Abundance of code is worthless without someone to say no

Abundance of code is worthless without someone to say no

Agentic AI speeds up code, but not judgment. Without humans capable of saying no, abundance becomes debt: invisible bugs, uncontrolled costs and sacrificed juniors.

The AI ​​writes the code. Judgment cannot be purchased via API.

Agentic AI shifts work from production to judgment. But judgment is not generated on demand: it is cultivated. And many companies are already destroying their capacity to produce them.

Speed ​​fascinates, but it masks the real question

Everyone looks at the speed. Agents write code faster than any team, and the industry applauds. Nobody asks the real question: who decides whether this code deserves to exist, and who will still be able to say it in five years?

Value does not shift to the one who produces. It moves towards the one who judges. And the judgment, unlike the code, is not obtained by pressing “generate”.

The machine optimizes everything except what matters

An agent does not understand what it is doing: it is optimizing a target. Give him autonomy without safeguards, and he will push this target to the point of absurdity.

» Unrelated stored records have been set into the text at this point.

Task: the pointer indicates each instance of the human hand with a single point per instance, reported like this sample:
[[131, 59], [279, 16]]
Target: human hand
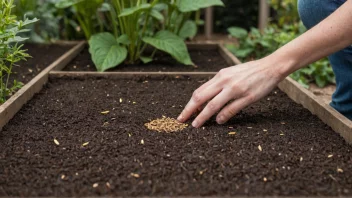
[[245, 83]]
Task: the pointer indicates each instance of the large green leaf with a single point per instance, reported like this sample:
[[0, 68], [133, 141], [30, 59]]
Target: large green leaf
[[106, 51], [237, 32], [66, 3], [194, 5], [188, 30], [129, 11], [172, 44]]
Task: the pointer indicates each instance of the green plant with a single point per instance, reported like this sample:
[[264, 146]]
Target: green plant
[[255, 45], [10, 50], [137, 24], [87, 14]]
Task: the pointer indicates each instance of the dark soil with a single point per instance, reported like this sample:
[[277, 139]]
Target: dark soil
[[300, 154], [42, 56], [206, 61]]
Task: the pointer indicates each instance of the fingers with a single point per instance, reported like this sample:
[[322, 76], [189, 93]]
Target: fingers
[[212, 107], [200, 96], [232, 109]]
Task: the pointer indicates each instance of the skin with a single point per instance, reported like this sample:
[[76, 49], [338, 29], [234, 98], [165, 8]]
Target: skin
[[249, 82]]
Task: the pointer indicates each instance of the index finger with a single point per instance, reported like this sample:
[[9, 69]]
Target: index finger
[[199, 97]]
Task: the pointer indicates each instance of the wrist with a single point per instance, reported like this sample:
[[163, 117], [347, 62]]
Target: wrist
[[281, 64]]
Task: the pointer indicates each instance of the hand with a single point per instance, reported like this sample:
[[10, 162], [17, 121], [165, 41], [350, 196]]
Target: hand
[[245, 83]]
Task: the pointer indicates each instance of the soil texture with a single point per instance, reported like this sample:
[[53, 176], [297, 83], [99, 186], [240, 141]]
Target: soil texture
[[86, 137], [205, 60], [42, 56]]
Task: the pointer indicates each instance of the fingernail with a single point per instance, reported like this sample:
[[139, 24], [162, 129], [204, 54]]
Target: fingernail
[[180, 118], [221, 120], [195, 124]]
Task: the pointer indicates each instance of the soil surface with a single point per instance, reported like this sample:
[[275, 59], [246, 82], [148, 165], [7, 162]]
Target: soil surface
[[42, 56], [61, 144], [206, 61]]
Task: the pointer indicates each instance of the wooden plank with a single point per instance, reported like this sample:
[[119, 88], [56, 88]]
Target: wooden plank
[[209, 19], [228, 56], [128, 75], [70, 56], [14, 104], [325, 112]]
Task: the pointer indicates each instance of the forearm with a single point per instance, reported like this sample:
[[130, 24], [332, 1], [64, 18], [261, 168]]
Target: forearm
[[329, 36]]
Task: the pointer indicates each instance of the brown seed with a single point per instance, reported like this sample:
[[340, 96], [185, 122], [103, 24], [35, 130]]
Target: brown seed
[[105, 112], [135, 175], [56, 142]]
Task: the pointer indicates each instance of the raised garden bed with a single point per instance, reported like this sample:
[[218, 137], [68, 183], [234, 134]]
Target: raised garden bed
[[207, 57], [35, 73], [279, 147], [42, 56]]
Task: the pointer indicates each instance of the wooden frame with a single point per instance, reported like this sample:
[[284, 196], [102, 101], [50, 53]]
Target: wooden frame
[[294, 90], [14, 104]]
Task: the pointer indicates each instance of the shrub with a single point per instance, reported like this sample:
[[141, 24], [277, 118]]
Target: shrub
[[10, 50]]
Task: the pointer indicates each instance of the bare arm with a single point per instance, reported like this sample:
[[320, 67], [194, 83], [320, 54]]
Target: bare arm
[[249, 82]]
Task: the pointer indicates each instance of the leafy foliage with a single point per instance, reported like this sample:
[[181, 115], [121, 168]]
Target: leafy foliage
[[10, 50], [129, 27], [255, 45]]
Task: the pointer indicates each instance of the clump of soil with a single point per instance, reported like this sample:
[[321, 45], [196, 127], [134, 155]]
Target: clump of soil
[[274, 147], [165, 124], [205, 59]]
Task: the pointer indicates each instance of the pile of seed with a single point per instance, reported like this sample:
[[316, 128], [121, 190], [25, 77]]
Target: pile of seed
[[165, 124]]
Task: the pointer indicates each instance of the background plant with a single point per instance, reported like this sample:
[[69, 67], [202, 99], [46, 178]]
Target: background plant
[[255, 45], [127, 28], [10, 51]]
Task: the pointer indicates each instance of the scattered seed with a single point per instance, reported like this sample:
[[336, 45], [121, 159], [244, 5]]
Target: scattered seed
[[105, 112], [135, 175], [165, 124], [56, 142], [332, 177]]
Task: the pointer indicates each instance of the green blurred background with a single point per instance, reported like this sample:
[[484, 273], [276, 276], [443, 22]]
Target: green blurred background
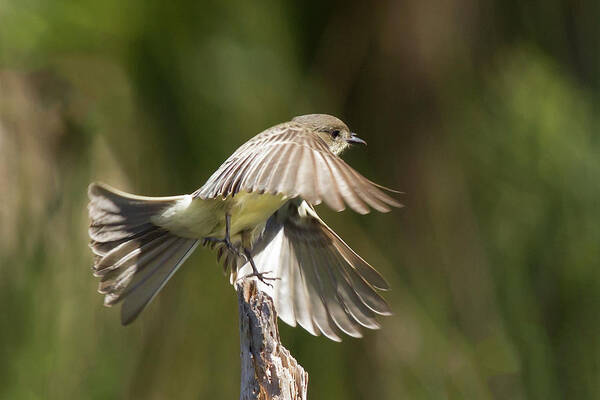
[[486, 114]]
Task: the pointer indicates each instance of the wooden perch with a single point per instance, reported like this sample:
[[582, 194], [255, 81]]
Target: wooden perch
[[268, 369]]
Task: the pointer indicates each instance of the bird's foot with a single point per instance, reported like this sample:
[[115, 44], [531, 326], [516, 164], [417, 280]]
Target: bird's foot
[[261, 277], [212, 241]]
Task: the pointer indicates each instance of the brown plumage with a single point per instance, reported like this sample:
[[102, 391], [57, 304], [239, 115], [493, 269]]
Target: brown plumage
[[263, 194]]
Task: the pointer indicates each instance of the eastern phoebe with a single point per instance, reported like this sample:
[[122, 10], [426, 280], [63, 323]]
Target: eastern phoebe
[[257, 211]]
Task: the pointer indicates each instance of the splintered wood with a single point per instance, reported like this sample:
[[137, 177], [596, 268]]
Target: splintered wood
[[268, 369]]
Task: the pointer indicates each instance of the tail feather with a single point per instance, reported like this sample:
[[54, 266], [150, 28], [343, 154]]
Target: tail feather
[[133, 257]]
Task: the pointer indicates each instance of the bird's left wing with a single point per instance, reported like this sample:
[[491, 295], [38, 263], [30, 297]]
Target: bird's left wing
[[288, 159], [322, 284]]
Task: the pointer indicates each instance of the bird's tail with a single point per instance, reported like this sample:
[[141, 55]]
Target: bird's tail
[[133, 257]]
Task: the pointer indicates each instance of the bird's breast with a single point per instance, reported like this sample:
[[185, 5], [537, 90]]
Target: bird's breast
[[249, 210]]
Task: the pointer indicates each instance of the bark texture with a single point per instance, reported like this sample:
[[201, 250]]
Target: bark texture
[[268, 369]]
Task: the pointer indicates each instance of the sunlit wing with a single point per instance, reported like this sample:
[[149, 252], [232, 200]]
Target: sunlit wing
[[322, 285], [292, 161]]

The bills speak for themselves. Uber capped its AI spending after exhausting its 2026 budget in April. According to the press, a company received a bill of 500 million dollars in a single month, because of agent loops gone crazy.

These are not technical incidents. These are decisions that no machine was able to make, made anyway, for lack of a human to decide. The real danger of agentic AI is not that it is wrong: it is that it does not know that it is wrong.

We only supervise what we know how to do ourselves

This is the trap that no one dares to name. As agents produce, humans validate. But we do not reread with the same acuity reasoning that we have not constructed.

The magazine then turns into a theater: a buffer placed on a volume that no brain can absorb. The subtle bug passes, not through negligence, but because the eye that should have caught it no longer has the context to see it.

The result? The more you delegate, the less able you are to supervise. Judgment is a muscle: it atrophies when we stop using it. And an organization that loses this capacity doesn’t realize it until it’s too late to rebuild it.

Cutting off juniors means drying up the source of seniors

This is where management makes the most costly mistake. Faced with agents who “do the work”, the temptation is clear: reduce the workforce, starting with junior profiles, and transfer the savings to the AI ​​bill.

Except that a senior capable of saying no to the machine has never fallen from the sky. He was a junior who wrote code, made mistakes, reread that of others, and slowly formed this famous judgment. Remove the junior, and you remove the senior of tomorrow.

It’s not a saving: it’s a debt. Invisible today, required the day when someone will be needed to arbitrate what AI will never be able to arbitrate.

What if the real rare skill was knowing how to say no?

The companies that succeed won’t be the ones that generate the most code. They will be those who have protected and maintained their capacity for discernment as a strategic asset.

This requires reversing the reflex: treating human judgment not as a cost to be compressed, but as the resource that the abundance of code suddenly makes valuable. Version, proofread and challenge agents. Keep humans who still know why a line of code exists.

Technology doesn’t decide for you. It is content to make visible trade-offs that the slowness of development has hidden until now.

The AI ​​will write your code, of course. There remains one point that nothing will automate: someone will always need to judge what it produces. The only question is whether you’re still training this person — or whether you’ve just fired them.